Di sisi lain, Pemerintah Kabupaten Sampang memiliki alasan sendiri. Plt Kepala Dinas Pemberdayaan Masyarakat dan Desa (DPMD) Sampang, Sudarmanta, menjelaskan bahwa hingga saat ini belum ada regulasi turunan dari Undang-Undang Nomor 3 Tahun 2024 yang menjadi dasar hukum baru tentang desa.
“Karena belum ada peraturan pemerintah (PP) yang turun, kami masih menunggu. Surat edaran dari Kemendagri dan Gubernur Jawa Timur sudah kami terima, dan kami wajib mematuhinya,” jelasnya.
Namun, alasan tersebut tak mampu meredam keresahan warga. Dalam pandangan AMS, penundaan ini telah menanggalkan semangat otonomi desa yang dijunjung tinggi oleh Undang-Undang Desa.
Di Balik Tuntutan, Ada Asa
Aksi di Jrengik bukan hanya unjuk rasa. Ia adalah cermin harapan dan kekhawatiran masyarakat desa akan masa depan mereka. Mereka mendambakan pemimpin hasil pilihan rakyat, bukan yang ditunjuk sementara.

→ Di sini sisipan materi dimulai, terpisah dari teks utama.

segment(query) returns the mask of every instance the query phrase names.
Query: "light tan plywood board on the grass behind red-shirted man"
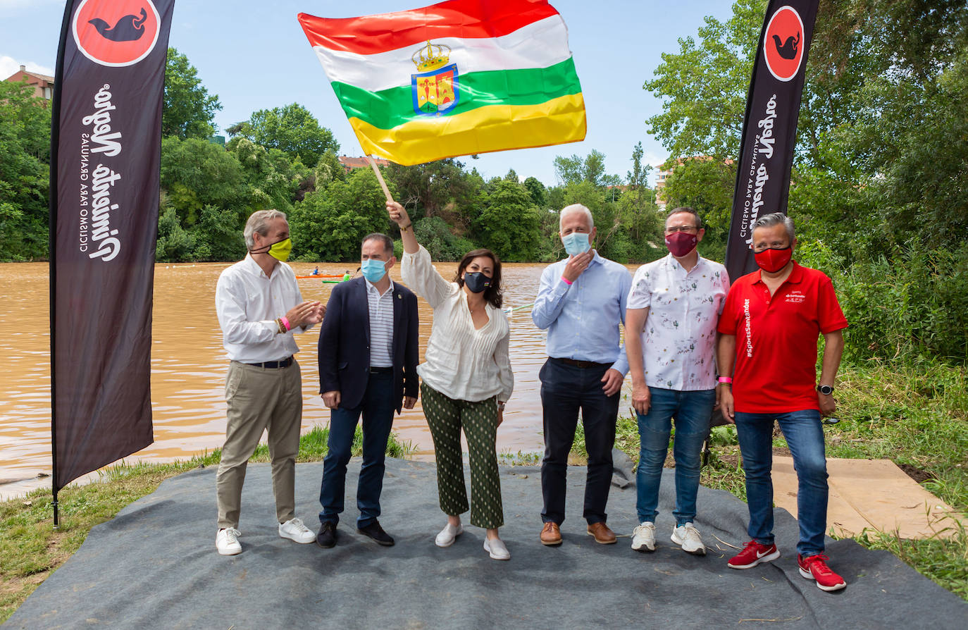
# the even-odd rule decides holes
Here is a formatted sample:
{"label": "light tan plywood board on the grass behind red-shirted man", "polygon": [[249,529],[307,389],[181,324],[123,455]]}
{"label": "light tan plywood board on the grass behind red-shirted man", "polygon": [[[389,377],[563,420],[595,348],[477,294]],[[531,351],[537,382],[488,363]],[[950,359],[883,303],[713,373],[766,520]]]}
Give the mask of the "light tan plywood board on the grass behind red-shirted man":
{"label": "light tan plywood board on the grass behind red-shirted man", "polygon": [[[953,519],[964,522],[891,460],[828,459],[827,472],[827,524],[839,536],[867,528],[897,531],[902,538],[948,537],[956,528]],[[797,473],[791,457],[773,456],[773,500],[797,514]]]}

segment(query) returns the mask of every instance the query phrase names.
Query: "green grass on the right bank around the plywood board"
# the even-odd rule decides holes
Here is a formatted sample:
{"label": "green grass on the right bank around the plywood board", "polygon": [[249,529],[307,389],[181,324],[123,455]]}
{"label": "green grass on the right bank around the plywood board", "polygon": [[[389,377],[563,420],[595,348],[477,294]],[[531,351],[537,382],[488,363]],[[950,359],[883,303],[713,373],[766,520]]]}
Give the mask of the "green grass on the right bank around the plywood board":
{"label": "green grass on the right bank around the plywood board", "polygon": [[[888,459],[930,493],[961,514],[968,514],[968,369],[921,360],[905,365],[871,360],[845,365],[837,375],[836,416],[825,425],[827,456]],[[634,418],[620,418],[616,446],[633,462],[639,458]],[[717,427],[711,435],[704,486],[746,500],[740,447],[735,427]],[[786,446],[782,436],[774,446]],[[670,448],[667,465],[672,464]],[[579,424],[572,454],[587,457]],[[964,525],[948,539],[906,540],[896,533],[864,531],[857,542],[886,549],[927,578],[968,601],[968,535]]]}

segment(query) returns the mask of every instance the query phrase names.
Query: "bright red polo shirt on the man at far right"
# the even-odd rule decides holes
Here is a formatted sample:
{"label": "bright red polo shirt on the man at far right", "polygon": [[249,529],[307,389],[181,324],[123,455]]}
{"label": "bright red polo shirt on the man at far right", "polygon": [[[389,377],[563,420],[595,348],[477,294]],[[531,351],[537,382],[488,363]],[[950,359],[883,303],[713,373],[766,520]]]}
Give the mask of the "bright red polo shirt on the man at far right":
{"label": "bright red polo shirt on the man at far right", "polygon": [[819,410],[817,339],[846,327],[831,279],[816,269],[794,262],[772,297],[759,271],[736,281],[717,326],[723,335],[736,335],[736,410]]}

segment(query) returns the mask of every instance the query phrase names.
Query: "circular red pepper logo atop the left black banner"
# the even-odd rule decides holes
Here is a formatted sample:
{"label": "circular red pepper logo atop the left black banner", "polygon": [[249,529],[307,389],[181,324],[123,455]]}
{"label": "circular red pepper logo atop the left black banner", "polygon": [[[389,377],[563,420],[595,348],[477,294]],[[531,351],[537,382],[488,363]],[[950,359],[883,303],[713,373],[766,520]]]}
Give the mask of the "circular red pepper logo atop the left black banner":
{"label": "circular red pepper logo atop the left black banner", "polygon": [[83,0],[72,28],[77,48],[102,66],[131,66],[158,43],[161,18],[151,0]]}

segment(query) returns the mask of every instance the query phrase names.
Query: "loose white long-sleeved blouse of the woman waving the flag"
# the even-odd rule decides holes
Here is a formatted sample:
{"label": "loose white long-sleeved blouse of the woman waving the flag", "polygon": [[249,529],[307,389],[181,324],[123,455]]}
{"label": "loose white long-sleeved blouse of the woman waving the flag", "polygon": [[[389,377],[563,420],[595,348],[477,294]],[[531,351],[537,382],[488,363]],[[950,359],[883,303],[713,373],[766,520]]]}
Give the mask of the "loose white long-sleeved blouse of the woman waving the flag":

“Penundaan ini merampas hak politik kami,” kata salah seorang peserta aksi yang membawa poster bertuliskan ‘Segera Pilkades, Selamatkan Desa’.
Dengan jumlah 143 desa yang menanti pemilihan, tensi politik lokal pun kian terasa. Apalagi, 37 desa lainnya masih memiliki kepala desa definitif yang masa jabatannya belum habis. Tapi masyarakat menolak menunggu lebih lama lagi.
Arah yang Masih Kabur
Pertanyaan besar pun menggantung di langit Sampang: kapan Pilkades benar-benar akan digelar?